From the moment you decide to run a programme, here's the rough sequence of events from your side of the desk:

  1. You set up an advertiser account and agree commercial terms with Rakuten, including your network fee and any account-management package.
  2. You install the tracking tag on your order-confirmation page. This small snippet of code fires when a customer completes a purchase and tells Rakuten which publisher (if any) should get credit.
  3. You build your programme terms — your commission rate, cookie window (how long after a click a sale still counts), and the rules about which publisher types you'll accept.
  4. Publishers apply to join, and you approve or decline them. You can also proactively recruit the ones you want.
  5. Approved publishers grab your links and creatives and start promoting you across their sites, emails, and social channels.
  6. A shopper clicks a publisher's link, lands on your site, and (hopefully) buys. The tracking tag records the sale against that publisher.
  7. You review and validate transactions — confirming sales are genuine and not returned — before they're locked in for payment.
  8. Rakuten pays the publishers out of the funds you've deposited, and you get reporting on what drove what.

Common mistakes

Reporting tips

Once data starts flowing, resist the urge to obsess over total sales alone. The number that tells you whether the programme is healthy is the mix behind it. In the Rakuten dashboard, look at performance by publisher type: are sales concentrated in one or two coupon partners, or spread across content, loyalty, and review sites? A heavy coupon skew often signals that you're rewarding the last click rather than driving genuinely new customers.

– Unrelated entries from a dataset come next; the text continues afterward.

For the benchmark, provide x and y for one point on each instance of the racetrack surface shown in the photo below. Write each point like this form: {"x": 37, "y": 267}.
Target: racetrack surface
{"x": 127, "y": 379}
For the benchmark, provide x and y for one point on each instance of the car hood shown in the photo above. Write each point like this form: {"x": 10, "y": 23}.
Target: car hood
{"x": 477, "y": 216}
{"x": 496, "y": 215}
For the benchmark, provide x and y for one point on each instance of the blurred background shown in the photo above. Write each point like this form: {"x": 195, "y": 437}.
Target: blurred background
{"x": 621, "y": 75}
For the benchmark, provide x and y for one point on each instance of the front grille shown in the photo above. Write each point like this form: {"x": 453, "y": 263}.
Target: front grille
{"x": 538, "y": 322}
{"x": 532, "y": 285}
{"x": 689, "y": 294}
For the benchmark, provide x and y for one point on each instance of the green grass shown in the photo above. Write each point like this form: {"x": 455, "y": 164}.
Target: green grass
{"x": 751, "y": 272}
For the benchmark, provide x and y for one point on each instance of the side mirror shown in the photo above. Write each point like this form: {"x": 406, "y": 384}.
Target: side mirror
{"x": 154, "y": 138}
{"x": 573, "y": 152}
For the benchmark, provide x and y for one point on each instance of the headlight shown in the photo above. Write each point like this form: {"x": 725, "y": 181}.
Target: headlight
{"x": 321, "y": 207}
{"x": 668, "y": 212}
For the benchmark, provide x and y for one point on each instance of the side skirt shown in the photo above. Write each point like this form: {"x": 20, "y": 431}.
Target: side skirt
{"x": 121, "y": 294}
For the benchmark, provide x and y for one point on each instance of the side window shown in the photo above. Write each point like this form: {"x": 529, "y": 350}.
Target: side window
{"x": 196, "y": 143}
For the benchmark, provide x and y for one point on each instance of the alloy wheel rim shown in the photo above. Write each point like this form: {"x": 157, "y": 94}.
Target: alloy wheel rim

Keep an eye on new-versus-returning customer splits where the data allows, and track your effective cost of sale (commission plus network fee divided by revenue) rather than the headline rate. Finally, watch the gap between recorded sales and validated sales — a widening gap suggests returns or tracking issues worth investigating.

When to use it — and when not to

Good fit if you… Look elsewhere if you…
Run a retail, fashion, travel, or consumer brand with broad appeal Sell a niche B2B product with very few relevant publishers
Want an established publisher base and managed-service support Need the lowest possible fees and are happy to self-serve
Value strong coupon, loyalty, and cashback partnerships Want to avoid coupon-heavy traffic entirely
Have the time to actively manage and validate the programme Have no resource to review applicants or transactions

Related guides

Back to Rakuten Advertising (LinkShare) hub

Frequently asked questions

Is Rakuten LinkShare the same as Rakuten Advertising?
Yes. LinkShare was the network's original name before Rakuten acquired it. The platform has since been rebranded to Rakuten Advertising, but the old name (and "LinkSynergy" in the tracking back-end) still appears, and people use them interchangeably.
How much does it cost to run a programme on Rakuten?
You pay the commission you set for publishers plus a network fee to Rakuten, which is typically a percentage of commission or sales. Exact terms are negotiated per account, so always confirm the all-in cost before launching and budget for it.
Do I need a developer to get started?
You'll need someone who can add the tracking tag to your order-confirmation page — often a quick job for a developer or via your tag manager. Beyond that, the day-to-day management of approving publishers and validating sales is handled in the dashboard without any code.